Dictionnaire de Trévoux/6e édition, 1771/ATLANTIDE

La bibliothèque libre.
Jésuites et imprimeurs de Trévoux
(1p. 595).
◄  ATLANTES
ATLANTIDES  ►

ATLANTIDE. Atlantis. Quelques Anciens ont parlé de ce pays, & en ont dit même plusieurs particularités, sans qu’il nous soit plus connu pour cela. Platon est celui qui l’a décrit plus distinctement & plus en détail dans son Timée & dans son Critias. Voici en peu de mots ce qu’il en dit. L’Atlantide étoit une très-grande île de l’Océan occidental, située devant ou vis-à-vis le détroit d’Hercule, que nous appelons aujourd’hui Détroit de Gibraltar. De cette île on passoit aisément dans d’autres, qui étoient vis-à-vis un grand continent, beaucoup plus étendu que n’est l’Europe & l’Asie. Neptune s’étoit établi dans cette ile ; il la partagea entre ses dix enfans. Le dernier eut en partage l’extrémité de l’île nommée Gadir, qui dans la langue naturelle de ces peuples signifie Ἔυμηλος, fertile, ou abondant en brebis. Les descendans de Neptune y regnerent de père en fils pendant plusieurs siècles, l’aîné succédant toujours à son père. Ils occupèrent une grande quantité d’autres iles, & passant en Europe & en Afrique, ils subjuguerent toute la Lybie, jusqu’à l’Egypte, & toute l’Europe, jusqu’à l’Asie mineure. Enfin cette île fut submergée, & long-temps après la mer étoit encore toute boueuse en cet endroit-là, c’est-à-dire, pleine de vase & de bancs.
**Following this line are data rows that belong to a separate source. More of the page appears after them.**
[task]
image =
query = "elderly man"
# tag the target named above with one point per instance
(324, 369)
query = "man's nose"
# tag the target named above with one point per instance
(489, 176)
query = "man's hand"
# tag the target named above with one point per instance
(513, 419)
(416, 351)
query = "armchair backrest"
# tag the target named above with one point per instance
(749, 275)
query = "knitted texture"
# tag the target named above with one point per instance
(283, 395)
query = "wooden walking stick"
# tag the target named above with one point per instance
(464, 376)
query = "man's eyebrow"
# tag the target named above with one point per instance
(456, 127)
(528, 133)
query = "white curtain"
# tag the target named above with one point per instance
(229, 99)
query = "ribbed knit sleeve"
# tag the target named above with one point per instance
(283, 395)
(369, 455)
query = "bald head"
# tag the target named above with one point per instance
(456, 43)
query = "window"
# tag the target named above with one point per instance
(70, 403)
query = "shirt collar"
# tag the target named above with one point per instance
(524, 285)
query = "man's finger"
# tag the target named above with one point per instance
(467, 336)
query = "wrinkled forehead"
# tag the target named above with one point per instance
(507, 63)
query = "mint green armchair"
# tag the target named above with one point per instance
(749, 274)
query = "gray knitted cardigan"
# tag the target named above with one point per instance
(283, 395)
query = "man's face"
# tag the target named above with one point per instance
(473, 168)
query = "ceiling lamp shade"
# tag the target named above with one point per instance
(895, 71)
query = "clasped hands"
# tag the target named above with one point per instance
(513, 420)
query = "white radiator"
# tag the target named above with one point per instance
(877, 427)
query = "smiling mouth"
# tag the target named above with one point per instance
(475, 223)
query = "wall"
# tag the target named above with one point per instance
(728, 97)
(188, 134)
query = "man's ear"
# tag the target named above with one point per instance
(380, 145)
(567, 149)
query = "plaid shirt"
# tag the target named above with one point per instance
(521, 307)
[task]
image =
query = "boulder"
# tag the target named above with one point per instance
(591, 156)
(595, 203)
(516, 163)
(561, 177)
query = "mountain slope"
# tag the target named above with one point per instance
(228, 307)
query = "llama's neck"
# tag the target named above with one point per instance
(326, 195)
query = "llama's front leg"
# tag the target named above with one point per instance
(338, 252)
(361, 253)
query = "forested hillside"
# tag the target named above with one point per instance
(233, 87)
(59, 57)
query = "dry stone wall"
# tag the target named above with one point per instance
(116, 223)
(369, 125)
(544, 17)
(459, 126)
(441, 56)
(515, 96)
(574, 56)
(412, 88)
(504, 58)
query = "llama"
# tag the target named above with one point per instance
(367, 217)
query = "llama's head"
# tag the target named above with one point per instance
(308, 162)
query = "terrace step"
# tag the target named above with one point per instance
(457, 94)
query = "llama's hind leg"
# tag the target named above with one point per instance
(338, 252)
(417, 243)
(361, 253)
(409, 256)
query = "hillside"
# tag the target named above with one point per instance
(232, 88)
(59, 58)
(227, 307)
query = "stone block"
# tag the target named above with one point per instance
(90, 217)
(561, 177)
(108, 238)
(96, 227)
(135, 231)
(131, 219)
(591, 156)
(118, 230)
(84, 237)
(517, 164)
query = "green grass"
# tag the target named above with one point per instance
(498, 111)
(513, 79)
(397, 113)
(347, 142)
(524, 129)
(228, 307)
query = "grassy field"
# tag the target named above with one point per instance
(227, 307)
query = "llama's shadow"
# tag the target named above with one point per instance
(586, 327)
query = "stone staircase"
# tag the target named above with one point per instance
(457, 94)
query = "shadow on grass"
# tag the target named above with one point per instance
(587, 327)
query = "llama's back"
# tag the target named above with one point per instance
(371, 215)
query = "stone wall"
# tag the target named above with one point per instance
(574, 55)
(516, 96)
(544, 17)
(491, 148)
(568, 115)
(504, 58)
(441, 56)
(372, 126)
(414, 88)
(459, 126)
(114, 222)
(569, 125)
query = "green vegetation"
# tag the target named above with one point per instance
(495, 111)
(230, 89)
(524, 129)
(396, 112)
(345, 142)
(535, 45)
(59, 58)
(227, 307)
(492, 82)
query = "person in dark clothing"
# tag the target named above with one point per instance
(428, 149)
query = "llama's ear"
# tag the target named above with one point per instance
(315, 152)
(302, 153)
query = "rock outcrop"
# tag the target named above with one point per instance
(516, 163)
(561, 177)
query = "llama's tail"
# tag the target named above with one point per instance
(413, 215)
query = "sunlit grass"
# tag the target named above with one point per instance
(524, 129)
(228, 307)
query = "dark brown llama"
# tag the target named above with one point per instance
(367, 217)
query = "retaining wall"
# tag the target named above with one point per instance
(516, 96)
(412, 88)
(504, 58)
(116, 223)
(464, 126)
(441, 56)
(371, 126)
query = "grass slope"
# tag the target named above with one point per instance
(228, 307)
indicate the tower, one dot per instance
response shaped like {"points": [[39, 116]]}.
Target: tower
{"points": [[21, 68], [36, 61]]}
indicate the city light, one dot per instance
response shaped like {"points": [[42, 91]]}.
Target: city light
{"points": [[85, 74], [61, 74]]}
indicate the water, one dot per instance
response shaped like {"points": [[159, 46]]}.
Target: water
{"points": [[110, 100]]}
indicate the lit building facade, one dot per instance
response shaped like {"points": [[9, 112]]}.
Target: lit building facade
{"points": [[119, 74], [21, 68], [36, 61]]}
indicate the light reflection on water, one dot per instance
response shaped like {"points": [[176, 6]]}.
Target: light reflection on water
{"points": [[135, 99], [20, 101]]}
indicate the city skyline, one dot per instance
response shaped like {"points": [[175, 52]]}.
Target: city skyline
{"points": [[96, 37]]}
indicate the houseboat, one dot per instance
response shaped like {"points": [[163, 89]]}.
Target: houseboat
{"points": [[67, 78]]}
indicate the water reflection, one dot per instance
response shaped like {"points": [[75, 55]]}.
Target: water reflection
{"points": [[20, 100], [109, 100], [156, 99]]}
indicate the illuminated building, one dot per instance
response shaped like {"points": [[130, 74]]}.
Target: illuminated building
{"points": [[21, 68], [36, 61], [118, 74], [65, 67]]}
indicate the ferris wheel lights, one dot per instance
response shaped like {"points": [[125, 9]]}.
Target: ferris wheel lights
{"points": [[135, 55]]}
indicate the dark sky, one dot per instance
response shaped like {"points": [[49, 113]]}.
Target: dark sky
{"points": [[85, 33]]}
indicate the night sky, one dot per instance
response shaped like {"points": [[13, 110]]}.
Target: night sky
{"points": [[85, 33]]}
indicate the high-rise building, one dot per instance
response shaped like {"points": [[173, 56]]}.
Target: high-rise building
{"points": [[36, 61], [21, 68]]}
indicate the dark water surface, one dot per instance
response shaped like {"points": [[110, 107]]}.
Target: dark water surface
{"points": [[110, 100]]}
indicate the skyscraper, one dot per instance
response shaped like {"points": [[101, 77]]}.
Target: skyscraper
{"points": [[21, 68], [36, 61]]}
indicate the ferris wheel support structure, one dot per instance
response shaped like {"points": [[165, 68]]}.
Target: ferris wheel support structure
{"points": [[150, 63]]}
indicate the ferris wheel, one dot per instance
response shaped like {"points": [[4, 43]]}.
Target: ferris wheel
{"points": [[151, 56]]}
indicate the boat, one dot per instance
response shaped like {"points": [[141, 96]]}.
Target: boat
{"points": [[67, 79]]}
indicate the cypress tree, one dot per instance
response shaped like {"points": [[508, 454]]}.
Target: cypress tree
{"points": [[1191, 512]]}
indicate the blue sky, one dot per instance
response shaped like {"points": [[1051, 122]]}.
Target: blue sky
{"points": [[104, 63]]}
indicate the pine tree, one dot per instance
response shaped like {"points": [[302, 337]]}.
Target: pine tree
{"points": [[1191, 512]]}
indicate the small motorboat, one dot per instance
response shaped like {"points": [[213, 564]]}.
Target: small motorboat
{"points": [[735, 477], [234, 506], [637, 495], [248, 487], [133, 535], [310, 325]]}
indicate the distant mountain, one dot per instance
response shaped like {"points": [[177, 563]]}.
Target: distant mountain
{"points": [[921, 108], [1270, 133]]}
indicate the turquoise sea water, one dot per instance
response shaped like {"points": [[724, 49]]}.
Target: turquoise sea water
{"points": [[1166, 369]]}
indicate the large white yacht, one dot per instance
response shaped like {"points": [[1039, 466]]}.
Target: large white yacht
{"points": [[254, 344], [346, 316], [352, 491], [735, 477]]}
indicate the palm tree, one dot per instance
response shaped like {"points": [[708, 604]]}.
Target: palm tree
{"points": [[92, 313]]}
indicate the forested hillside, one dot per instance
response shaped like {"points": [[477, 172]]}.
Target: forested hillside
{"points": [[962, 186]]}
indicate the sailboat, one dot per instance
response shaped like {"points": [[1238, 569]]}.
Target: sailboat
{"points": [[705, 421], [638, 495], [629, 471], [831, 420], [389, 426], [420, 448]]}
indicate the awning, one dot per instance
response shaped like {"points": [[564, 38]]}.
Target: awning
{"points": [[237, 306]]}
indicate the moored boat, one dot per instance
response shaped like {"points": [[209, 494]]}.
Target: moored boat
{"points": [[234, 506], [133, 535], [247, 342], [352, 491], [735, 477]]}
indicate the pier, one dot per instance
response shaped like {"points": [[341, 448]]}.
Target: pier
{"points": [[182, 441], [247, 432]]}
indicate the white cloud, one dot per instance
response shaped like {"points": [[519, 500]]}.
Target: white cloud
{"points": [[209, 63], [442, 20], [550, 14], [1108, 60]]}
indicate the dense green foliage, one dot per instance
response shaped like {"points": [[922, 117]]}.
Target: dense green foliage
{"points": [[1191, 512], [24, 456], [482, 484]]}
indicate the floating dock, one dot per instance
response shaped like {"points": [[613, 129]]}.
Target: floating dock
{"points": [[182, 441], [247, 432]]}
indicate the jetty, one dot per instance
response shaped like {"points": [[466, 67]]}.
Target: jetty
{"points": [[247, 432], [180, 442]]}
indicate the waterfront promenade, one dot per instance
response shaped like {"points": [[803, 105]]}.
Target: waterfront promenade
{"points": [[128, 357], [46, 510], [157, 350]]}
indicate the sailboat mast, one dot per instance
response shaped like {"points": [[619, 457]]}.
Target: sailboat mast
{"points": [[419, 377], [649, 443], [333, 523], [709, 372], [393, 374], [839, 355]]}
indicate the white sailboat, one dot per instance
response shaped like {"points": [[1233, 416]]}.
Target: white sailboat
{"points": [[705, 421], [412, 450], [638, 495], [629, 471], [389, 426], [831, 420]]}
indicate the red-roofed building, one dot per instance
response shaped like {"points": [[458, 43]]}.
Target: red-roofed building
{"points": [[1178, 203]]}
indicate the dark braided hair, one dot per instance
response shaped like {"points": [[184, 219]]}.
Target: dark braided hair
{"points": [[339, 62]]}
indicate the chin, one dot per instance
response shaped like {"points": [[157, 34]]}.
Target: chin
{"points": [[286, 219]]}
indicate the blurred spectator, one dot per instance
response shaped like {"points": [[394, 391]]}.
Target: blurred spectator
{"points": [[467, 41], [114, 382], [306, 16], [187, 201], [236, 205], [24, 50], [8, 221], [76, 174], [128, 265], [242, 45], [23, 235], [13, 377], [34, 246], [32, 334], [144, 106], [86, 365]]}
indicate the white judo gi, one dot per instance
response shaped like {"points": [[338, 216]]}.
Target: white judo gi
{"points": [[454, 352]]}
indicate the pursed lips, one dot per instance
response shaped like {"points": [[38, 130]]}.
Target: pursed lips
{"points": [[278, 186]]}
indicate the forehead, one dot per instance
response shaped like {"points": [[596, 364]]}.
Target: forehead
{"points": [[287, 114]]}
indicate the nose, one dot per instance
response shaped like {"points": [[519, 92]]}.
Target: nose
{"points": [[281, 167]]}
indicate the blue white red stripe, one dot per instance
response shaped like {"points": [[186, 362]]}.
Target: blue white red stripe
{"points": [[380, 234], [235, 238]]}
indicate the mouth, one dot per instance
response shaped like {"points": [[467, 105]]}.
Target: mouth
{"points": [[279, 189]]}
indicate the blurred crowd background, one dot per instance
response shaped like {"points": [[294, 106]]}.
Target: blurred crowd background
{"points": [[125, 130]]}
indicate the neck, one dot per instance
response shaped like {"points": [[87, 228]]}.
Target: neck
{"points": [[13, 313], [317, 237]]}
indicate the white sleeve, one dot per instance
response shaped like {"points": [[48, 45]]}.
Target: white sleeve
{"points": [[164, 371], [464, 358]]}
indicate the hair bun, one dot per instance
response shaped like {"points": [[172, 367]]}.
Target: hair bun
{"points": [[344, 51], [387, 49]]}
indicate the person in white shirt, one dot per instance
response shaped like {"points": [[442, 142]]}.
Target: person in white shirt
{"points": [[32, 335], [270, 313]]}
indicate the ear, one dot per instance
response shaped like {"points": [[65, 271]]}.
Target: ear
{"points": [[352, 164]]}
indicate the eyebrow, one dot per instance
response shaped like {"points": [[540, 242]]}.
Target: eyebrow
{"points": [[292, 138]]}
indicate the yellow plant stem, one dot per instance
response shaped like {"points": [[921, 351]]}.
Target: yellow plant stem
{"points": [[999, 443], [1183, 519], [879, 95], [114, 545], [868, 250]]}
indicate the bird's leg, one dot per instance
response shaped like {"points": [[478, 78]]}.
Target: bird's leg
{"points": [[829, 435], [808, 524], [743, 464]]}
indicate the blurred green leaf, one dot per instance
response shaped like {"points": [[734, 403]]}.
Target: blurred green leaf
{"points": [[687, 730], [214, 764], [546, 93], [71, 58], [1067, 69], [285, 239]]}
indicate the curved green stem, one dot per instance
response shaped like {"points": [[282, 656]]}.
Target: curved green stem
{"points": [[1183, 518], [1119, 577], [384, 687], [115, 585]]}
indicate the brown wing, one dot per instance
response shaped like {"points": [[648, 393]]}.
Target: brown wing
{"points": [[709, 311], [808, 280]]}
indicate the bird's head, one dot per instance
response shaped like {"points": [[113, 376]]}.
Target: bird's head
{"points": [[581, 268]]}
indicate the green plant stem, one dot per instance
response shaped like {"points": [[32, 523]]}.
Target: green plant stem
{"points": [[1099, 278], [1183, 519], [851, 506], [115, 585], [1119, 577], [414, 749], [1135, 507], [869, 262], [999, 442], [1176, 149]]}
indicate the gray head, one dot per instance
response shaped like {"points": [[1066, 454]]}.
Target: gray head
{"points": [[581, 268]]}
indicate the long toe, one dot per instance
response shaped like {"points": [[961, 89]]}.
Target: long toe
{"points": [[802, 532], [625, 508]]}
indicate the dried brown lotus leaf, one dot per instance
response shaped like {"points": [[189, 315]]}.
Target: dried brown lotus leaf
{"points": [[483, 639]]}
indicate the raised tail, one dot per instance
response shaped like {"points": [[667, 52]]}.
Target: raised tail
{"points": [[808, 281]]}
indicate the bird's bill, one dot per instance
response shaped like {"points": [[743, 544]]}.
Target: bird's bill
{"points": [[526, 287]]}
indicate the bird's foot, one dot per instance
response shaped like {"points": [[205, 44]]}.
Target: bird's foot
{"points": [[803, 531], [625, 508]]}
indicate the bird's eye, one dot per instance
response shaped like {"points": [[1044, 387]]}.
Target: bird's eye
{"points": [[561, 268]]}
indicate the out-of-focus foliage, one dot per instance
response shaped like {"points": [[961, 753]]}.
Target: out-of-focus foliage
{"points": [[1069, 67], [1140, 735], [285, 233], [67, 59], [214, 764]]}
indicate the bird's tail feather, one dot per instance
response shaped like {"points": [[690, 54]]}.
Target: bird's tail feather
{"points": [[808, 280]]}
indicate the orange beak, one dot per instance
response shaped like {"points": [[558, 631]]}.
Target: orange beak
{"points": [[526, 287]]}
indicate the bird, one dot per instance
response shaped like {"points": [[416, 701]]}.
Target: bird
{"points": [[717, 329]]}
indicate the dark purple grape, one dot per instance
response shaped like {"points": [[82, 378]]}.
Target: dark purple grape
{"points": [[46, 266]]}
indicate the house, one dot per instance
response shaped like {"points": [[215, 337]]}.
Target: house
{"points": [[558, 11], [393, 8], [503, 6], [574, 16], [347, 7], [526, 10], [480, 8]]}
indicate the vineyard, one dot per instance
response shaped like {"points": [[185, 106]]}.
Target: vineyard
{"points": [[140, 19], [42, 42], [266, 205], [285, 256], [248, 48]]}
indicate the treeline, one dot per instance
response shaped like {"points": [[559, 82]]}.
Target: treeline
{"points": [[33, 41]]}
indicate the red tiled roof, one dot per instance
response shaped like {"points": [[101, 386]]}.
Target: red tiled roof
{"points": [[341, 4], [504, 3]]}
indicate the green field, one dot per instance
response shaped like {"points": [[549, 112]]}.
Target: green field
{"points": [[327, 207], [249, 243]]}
Rudbecks, Professeur en l’Université d’Upsal, dans un livre intitulé Atlantica, five Manheim, & imprimé en 1684, prétend que l’Atlantide de Platon est la Suède, & attribue à son pays tout ce que les Anciens ont dit de l’Atlantide, ou île Atlantique. Quand on lira le précis que je viens de faire, de ce qu’en dit Platon, on sera surpris que l’on ait pu prendre la Suède pour l’Atlantide. Aussi Rudbecks, quelque plein d’érudition que soit son livre, a-t-il passé dans le Nord même pour un visionnaire en ce point. D’autres ont cru que l’Atlantide étoit l’Amérique ; mais ce que Platon dit de cette île n’y peut convenir. L’Amérique est bien plutôt ce grand & vaste continent qui étoit au-delà de l’Atlantide, & des autres îles dont parle Platon. Becman, dans son Hist. des îles, ch. 5, a pensé bien plus sensément que Rudbecks, quand il dit que l’Atlantide étoit une grande île qui s’étendoit des Canaries aux Açores, & que ces iles en sont les restes que la mer n’a pas engloutis.

Quelques-uns disent Atlantique, atlantica, au lieu de Atlantide, qui paroît meilleur. On dit aussi l’île Atlantique, Atlantica insula. Elle prit ce nom d’Atlas, fils aîné de Neptune, qui y régna après son père. Voyez Platon aux endroits que j’ai cités.

Les Arabes parlent d’une ile sèche, ou plutôt d’une île continent, qu’ils nomment Gezirat Kheschk. Cette île sèche, qui peut passer pour continent, est située, selon les Musulmans, au-delà du mçnt Caf, & est, pour ainsi dire, un monde séparé du nôtre, qu’ils appellent aussi Agiaib al makhloucat, les merveilles de la nature. On ne peut douter, dit M. d’Herbelot, que cette île ne soit l’ile Atlantique, ou Atlantide de Platon, au-delà du mont Atlas, qui est appelé par les Orientaux Caf. On est aussi persuadé, continue-t-il, que cette île Atlantique est l’Amérique, à laquelle le titre d’Agiaib al makhloucat, ou merveilles du monde, convient fort bien. Ainsi l’on voit que ce nouveau monde n’a pas été entièrement inconnu aux Anciens. Le même Auteur dit ailleurs, que les Géographes Orientaux, qui parlent de cet autre monde, qu’ils appelent la Merveille des créatures, n’en parlent qu’avec beaucoup d’obscurité, & de la même manière que Platon a parlé de l’île Atlantique.